The Year of Connected Thinking


On Friday last January 9th, I completed 100 days as Dublin’s first Commissioner for Startups. It’s been an exciting start to this two-year role and I’ve been thrilled by the quality of startups I see in Dublin and the depth of the ecosystem that has already built up around them.

My big theme for 2015 is Connectivity and we’ll be supporting a number of projects that help our companies connect more easily to global markets and help international talent, expertise and investors connect to Dublin (more on these in follow-up posts).

But the real connectivity challenge I see for Dublin is local, not international. We are a modern city of tribes where startup initiatives are more stand alone than connected, more versions than evolutions, more once offs than steps in a process. As a result, Dublin feels small, to us and to others.

I’m not saying anything new here. The Activating Dublin report, which prompted my appointment, highlighted “silos” as a key issue for Dublin as far back as August 2013. A big part of my role is to develop a unified vision, message and platform for Dublin as a great startup city, but marketing by itself won’t get us very far. We need to start to reach out, ask questions, share knowledge and really collaborate with one another to get attention.

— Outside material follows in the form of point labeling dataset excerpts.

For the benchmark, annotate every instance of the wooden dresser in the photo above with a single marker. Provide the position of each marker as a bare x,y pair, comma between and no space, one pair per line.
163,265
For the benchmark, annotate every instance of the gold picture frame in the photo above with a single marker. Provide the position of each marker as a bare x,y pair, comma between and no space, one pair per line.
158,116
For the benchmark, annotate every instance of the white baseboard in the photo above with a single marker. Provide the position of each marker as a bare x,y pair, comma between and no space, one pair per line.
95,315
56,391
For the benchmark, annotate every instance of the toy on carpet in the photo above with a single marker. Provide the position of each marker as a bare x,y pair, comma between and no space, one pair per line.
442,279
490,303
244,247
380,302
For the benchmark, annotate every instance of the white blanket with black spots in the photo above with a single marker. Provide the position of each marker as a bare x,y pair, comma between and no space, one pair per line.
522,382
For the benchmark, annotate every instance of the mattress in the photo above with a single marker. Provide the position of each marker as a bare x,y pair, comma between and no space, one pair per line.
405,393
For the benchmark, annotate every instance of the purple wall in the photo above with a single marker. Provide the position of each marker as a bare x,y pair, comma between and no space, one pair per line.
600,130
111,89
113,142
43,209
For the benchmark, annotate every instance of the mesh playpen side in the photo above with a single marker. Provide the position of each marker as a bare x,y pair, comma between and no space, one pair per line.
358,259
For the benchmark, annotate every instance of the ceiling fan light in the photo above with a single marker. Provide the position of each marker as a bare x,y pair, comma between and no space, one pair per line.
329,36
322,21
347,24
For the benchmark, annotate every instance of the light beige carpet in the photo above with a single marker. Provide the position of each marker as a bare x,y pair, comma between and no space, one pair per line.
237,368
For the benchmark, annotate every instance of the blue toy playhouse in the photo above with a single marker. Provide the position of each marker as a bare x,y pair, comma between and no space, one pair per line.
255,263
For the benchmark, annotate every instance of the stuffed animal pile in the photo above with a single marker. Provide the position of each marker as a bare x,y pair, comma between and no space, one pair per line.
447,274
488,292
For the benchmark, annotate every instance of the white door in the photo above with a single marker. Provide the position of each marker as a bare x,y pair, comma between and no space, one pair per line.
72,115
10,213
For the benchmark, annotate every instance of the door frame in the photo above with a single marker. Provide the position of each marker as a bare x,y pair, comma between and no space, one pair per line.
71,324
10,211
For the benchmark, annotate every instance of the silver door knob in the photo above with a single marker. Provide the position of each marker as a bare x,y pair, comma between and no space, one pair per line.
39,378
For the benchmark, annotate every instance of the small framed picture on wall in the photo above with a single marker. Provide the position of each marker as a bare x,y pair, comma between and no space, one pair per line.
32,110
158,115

In early February, the Dublin Chamber of Commerce will host a meeting of the “tribes” to explore common language around legal and tax policy issues for startups. My office is also convening diverse stakeholders to see how working together can resolve the urgent issue of affordable office space in the city, and the wonderfully indefatigable Russell Banks will bring all community event organizers together at Wayra on February 5th to agree a definitive 6-month calendar for the city that we can all get behind and support.

We’re also going live with the Dublin Data Initiative this month and over the next two weeks we’ll be asking our banks and service providers, accelerators and universities, multinationals, trade associations, VCs and government agencies to share their startup data with us, and our partner in the project, Startup Genome. After the first cut, there’ll be a dinner where volunteers from across the city will sit together and make the kind of revisions to the list that only a community that cares could make.

There are already many award events for the startup and tech community in Dublin but we may need another one that celebrates collaboration and joined-up thinking across people, organizations and startup processes in the city. Maybe we could even persuade that Dublin based sharing economy company we all love, AirBnB, to sponsor it.